Gubernur Jawa Timur Khofifah Indar Parawansa
Katakini.com - Gubernur Jawa Timur Khofifah Indar Parawansa menegaskan, Malang dan Surabaya belum mengajukan permohonan penerapan Pembatasan Sosial Bersakala Besar (PSBB). Kabupaten dan kota lain di Jawa Timur juga belum menyampaikan permohonan serupa.
Khofifah menyampaikan hal itu menanggapi kabar bahwa Malang dan Surabaya mengajukan penerapan PP No 21 Tahun 2020 tersebut ke Pemprov Jatim, sebelum selanjutnya pengajuan ke Kementerian Kesehatan.
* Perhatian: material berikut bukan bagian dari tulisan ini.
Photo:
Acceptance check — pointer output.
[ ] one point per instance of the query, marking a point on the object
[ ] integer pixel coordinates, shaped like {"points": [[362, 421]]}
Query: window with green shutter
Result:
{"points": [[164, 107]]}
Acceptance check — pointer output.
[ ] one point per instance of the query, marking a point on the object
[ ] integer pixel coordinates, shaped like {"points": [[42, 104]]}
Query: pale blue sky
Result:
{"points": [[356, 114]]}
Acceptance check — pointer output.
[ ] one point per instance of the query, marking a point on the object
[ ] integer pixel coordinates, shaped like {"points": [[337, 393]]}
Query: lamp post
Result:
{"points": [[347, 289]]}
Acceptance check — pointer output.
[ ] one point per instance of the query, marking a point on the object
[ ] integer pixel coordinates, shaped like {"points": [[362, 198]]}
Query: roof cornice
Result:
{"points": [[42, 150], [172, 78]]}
"Belum. Karena yang terkonfirmasi mereka baru rapat. Jadi harus disiapkan plan," kata Khofifah di Gedung Negara Grahadi, Surabaya, Selasa (7/4/2020) malam.
Sebelum mengajukan PSBB, kata Khofifah setiap wilayah harus menyiapkan plan of action. Hal itu berisi tentang kajian soal faktor ekonomi, keamanan, dan penerapan teknisnya. Diperlukan pula koordinasi Forkopimda di daerah tersebut.
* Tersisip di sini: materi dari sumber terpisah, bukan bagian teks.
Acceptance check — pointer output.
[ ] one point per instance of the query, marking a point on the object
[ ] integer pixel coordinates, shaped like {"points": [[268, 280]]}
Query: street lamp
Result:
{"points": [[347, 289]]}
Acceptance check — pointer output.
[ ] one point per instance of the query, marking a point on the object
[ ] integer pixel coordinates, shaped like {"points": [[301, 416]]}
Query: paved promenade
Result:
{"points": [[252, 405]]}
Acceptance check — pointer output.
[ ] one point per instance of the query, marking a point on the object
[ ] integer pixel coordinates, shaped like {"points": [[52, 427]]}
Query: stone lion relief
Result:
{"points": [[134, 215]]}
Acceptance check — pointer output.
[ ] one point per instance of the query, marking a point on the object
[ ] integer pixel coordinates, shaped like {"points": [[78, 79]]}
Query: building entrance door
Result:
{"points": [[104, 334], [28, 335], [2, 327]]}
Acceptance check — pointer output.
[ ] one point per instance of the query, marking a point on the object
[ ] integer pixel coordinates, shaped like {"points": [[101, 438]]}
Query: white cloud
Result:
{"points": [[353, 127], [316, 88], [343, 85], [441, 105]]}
"Di plan of action itu pasti akan melibatkan forkopimda kabupaten/kota bersangkutan," kata dia.
Dalam pelaksanaannya PSBB juga tidak bisa dilakukan oleh daerah itu sendiri, pemkab atau pemkot setempat juga harus berkoordinasi dengan daerah lain. Hal itu lantaran faktor koneksitas daerah yang erat.
"Kalau kita melihat koneksitas antar kabupaten/kota di Jatim itu, kan, hampir tidak bisa dipisahkan," katanya.
Khofifah mencontohkan misalnya Kota Surabaya menerapkan PSBB, maka orang Madura yang bekerja di Surabaya, ketika ingin masuk atau keluar Surabaya akan mengalami kesulitan. Maka itu dibutuhkan koordinasi antar daerah.
"Misalnya kalau ada usulan PSBB, katakan di Surabaya. Ini pasti koneksitas ke Madura harus dalam satu kesatuan plan of actionnya. Kemudian koneksi ke Gresik, sama juga demikian," ujarnya.